The Ontario Children’s Outdoor Charter aims to get children outside to discover and connect with the wonders of nature. The Charter is an awareness initiative that encourages children to explore and experience Ontario's biodiversity by participating in 12 recommended activities: follow a trail, explore a park, harvest something to eat, swim in a lake, paddle a canoe, play in the snow, build an outdoor fort, visit a farm, camp under the stars, go fishing, observe plants and wildlife, and create an outdoor adventure. It features an activity passport for kids to use to record their outdoor activities, and a poster to promote the initiative. The idea is that children who connect with nature grow up caring for the Earth and helping to conserve biodiversity.
Canadians have a high degree of awareness of the importance of nature. The 2014 report on results of the Canadian Nature Survey revealed that over 90% of Canadian adults were aware of specific ecosystem services that nature provides such as clean air and water, fertile soil, places for recreation, and pollination. In addition, 24% of Canadian adults – 6.4 million people – indicated that they participate in voluntary nature conservation activities, such as citizen science (when members of the general public participate in the collection and analysis of data).
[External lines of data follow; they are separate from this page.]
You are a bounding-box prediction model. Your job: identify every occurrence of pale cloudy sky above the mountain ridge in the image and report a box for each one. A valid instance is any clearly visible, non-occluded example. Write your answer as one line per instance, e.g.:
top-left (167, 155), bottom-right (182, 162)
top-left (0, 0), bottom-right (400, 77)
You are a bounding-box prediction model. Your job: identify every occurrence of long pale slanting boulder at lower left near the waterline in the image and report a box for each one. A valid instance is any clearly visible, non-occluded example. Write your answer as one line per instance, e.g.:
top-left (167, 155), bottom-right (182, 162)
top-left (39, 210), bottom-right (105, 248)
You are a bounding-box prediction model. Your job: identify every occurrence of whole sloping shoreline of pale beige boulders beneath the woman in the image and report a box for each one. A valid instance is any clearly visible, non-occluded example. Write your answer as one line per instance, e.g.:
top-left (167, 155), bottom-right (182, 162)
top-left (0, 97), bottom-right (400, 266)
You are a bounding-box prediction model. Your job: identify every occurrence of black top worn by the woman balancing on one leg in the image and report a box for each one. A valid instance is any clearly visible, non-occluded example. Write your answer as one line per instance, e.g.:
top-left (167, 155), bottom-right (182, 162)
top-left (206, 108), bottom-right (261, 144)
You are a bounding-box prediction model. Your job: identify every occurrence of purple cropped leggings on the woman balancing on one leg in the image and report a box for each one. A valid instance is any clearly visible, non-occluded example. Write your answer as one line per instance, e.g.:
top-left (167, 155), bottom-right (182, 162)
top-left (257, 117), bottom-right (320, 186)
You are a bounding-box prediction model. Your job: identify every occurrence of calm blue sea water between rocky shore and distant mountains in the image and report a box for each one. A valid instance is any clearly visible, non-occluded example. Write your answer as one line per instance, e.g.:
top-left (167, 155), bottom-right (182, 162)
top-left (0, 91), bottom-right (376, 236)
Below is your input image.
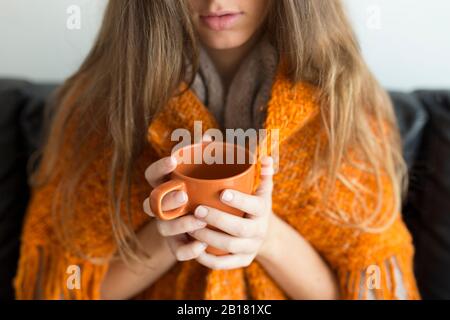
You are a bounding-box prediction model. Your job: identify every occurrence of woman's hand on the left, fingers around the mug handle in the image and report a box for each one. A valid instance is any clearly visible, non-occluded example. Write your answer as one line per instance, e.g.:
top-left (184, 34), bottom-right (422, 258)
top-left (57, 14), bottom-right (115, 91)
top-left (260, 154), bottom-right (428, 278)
top-left (144, 157), bottom-right (207, 261)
A 2015 national public opinion poll found that 89% of Canadians agree that preventing the extinction of wild plants and animals in Canada is important. A separate poll of Canadian children ages 8-11 found that 85% of those surveyed said it was ‘very important’ to do things to protect the environment. Species extinction was identified by the majority of kids (69%) as the environmental issue of greatest importance to them.
Canada is also actively involved in a number of international initiatives related to Aichi Target 1. For example, Canada co-leads the global #NatureForAll initiative, which aims to build broad-based public and cross-sectoral support and action for biodiversity conservation around the world. #NatureForAll brings together more than 230 organizations focused on inspiring love, support, and action for biodiversity conservation around the world. #NatureForAll is based on the knowledge that personal experiences with the natural world provide powerful benefits for individual and societal health, well-being, and resilience; and, are the foundation for the lifelong support of and commitment to biodiversity conservation.